Obligée d’être placée, Chérie se sent comme si « c’était moi le problème là-dedans » (C). Elle ne veut pas vivre dans un milieu de placement, mais en même temps, elle constate l’absence d’alternatives : « Où j’aurais été? […] Dans la rue? […] À 12 ans? » (C). Devant l’inéluctable réalité, Chérie éprouve un souhait : « Crime! J’espère que la famille d’accueil va être correcte! » (C).

4.1.4. Arriver dans le milieu de placement : test de la réalité

L’arrivée dans le milieu de placement représente pour les jeunes un « test de la réalité ». Les sentiments initiaux, dans certains cas, cèdent la place à d’autres impressions.

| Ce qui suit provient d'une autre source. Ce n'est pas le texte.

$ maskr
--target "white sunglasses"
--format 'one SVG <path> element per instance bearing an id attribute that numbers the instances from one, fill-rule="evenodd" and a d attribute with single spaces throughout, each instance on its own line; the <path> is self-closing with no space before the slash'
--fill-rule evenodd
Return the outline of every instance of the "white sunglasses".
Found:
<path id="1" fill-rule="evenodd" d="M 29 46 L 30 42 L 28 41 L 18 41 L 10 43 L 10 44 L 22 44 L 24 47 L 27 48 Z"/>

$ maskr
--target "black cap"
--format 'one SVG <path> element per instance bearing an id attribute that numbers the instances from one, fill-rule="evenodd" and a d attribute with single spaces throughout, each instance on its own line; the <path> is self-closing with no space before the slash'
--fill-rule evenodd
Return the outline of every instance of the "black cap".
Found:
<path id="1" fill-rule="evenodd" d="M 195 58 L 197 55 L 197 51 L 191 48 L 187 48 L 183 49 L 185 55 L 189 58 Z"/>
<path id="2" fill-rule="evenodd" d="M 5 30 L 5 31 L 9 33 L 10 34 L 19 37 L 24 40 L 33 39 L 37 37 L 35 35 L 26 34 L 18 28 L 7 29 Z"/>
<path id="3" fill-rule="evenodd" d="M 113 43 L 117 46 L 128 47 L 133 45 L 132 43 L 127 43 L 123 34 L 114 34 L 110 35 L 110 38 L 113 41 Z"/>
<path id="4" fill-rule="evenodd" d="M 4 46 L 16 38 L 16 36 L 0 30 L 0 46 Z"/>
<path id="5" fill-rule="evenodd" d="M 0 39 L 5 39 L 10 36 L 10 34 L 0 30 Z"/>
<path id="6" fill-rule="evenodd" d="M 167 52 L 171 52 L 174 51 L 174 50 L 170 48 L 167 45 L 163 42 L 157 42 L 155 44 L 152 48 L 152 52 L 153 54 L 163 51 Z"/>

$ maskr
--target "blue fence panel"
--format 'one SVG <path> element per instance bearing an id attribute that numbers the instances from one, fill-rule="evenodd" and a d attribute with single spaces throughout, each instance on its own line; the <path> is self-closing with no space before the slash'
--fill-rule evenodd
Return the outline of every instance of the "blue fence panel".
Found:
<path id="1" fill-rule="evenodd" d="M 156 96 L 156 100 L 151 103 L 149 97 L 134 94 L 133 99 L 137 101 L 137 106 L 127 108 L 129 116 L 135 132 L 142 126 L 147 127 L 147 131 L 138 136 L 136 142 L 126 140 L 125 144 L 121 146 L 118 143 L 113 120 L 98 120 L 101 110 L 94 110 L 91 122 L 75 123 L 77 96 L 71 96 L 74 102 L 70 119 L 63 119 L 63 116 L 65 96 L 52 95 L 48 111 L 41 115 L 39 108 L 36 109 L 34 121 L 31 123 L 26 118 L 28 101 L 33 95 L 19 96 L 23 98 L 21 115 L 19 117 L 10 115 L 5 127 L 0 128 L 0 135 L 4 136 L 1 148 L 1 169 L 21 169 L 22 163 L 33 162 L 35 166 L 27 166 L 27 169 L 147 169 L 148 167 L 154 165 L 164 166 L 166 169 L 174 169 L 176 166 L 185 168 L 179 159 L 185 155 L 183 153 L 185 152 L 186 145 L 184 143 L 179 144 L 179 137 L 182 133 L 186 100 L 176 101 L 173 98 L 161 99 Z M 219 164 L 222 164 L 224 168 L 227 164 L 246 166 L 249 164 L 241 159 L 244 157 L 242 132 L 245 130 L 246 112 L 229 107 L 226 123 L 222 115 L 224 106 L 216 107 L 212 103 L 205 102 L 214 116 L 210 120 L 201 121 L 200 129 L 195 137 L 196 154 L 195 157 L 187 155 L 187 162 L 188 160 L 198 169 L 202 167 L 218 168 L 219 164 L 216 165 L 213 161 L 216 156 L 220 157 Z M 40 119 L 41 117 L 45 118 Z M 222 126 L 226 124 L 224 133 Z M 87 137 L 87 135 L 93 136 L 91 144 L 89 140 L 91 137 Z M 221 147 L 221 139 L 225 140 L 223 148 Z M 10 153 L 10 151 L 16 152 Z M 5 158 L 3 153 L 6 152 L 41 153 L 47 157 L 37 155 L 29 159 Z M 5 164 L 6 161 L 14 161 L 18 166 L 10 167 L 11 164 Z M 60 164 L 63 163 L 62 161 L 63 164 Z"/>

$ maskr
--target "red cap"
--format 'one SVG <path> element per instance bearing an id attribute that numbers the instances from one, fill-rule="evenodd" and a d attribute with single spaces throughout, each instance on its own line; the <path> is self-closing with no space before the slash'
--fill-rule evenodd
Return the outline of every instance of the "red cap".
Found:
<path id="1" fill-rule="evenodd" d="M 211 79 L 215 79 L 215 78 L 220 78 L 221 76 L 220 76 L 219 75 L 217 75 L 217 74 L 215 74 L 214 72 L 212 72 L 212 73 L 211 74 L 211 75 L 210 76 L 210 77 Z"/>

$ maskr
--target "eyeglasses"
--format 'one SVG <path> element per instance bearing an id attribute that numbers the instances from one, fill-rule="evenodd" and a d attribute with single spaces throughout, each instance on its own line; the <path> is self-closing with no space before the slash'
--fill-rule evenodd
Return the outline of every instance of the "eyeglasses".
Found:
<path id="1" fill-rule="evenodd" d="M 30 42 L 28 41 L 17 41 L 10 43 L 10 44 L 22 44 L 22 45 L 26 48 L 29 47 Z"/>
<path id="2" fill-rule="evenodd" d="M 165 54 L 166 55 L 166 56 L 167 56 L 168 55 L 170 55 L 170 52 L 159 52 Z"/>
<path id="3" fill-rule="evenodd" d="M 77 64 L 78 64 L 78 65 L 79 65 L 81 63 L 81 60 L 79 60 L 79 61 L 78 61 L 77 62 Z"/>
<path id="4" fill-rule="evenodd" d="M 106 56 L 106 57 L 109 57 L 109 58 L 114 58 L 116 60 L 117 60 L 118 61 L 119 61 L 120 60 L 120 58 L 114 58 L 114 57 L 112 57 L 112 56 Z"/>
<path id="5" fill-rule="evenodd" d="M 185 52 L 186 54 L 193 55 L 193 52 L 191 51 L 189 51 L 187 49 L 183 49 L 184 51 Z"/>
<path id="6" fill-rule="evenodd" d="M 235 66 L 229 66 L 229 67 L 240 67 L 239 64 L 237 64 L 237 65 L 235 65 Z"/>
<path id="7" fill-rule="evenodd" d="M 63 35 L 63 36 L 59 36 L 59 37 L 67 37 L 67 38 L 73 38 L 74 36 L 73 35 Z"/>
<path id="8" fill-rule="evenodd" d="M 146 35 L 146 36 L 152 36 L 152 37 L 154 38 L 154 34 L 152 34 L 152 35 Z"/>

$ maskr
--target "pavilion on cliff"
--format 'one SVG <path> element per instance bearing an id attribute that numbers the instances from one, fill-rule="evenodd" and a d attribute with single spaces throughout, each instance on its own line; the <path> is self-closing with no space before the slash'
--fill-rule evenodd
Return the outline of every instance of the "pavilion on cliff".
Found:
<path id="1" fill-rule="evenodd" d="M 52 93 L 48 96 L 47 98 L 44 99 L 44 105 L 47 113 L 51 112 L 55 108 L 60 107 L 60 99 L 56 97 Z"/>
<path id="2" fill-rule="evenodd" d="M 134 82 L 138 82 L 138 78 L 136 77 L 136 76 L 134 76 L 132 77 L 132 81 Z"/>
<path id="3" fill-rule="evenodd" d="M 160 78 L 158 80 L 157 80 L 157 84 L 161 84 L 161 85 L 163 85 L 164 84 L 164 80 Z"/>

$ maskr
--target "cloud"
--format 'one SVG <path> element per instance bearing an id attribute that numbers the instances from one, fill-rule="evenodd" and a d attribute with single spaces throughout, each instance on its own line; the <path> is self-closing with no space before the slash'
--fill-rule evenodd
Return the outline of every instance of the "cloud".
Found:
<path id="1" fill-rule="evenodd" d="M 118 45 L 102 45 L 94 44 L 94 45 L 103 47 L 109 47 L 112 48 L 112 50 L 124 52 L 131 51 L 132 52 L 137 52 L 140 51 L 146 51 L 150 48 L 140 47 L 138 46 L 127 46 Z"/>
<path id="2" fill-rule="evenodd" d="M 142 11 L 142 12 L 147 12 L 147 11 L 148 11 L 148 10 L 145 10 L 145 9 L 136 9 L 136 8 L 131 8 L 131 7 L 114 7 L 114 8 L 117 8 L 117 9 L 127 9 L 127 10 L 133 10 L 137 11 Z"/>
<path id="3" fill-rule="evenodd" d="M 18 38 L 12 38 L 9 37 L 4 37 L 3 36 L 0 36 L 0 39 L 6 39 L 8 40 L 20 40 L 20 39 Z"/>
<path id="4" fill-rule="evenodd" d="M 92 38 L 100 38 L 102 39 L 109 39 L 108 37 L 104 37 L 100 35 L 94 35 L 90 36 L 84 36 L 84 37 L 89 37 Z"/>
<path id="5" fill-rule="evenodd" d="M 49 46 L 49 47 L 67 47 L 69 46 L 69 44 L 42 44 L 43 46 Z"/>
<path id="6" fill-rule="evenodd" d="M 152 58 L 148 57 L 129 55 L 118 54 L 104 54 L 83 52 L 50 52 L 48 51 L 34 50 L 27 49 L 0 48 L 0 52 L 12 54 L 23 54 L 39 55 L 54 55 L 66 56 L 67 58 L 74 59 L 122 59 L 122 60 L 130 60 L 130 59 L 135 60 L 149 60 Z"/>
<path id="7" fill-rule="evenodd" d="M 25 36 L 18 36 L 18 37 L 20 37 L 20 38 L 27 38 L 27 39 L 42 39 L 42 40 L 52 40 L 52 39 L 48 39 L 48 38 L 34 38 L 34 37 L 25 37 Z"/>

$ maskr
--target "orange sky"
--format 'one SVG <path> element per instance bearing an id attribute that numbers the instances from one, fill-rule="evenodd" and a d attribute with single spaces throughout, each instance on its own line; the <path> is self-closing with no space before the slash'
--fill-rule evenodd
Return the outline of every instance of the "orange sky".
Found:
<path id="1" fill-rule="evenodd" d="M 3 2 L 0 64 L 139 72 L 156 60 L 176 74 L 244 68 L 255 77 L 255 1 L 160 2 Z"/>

Tracey a beau avoir accepté l’intervention de la DPJ, son placement dans une unité de réadaptation avec 12 autres filles ne correspond pas du tout à ce qu’elle s’imaginait. Confrontée à la sévérité du contexte de placement, elle change de regard sur son milieu naturel : « Finalement, c’était le paradis chez ma mère! » (T). Elle regrette aussitôt sa décision, mais elle ne peut plus retourner chez sa mère sans obtenir l’approbation de la réviseure, qui lui recommande plutôt de finir son année scolaire dans le milieu de placement.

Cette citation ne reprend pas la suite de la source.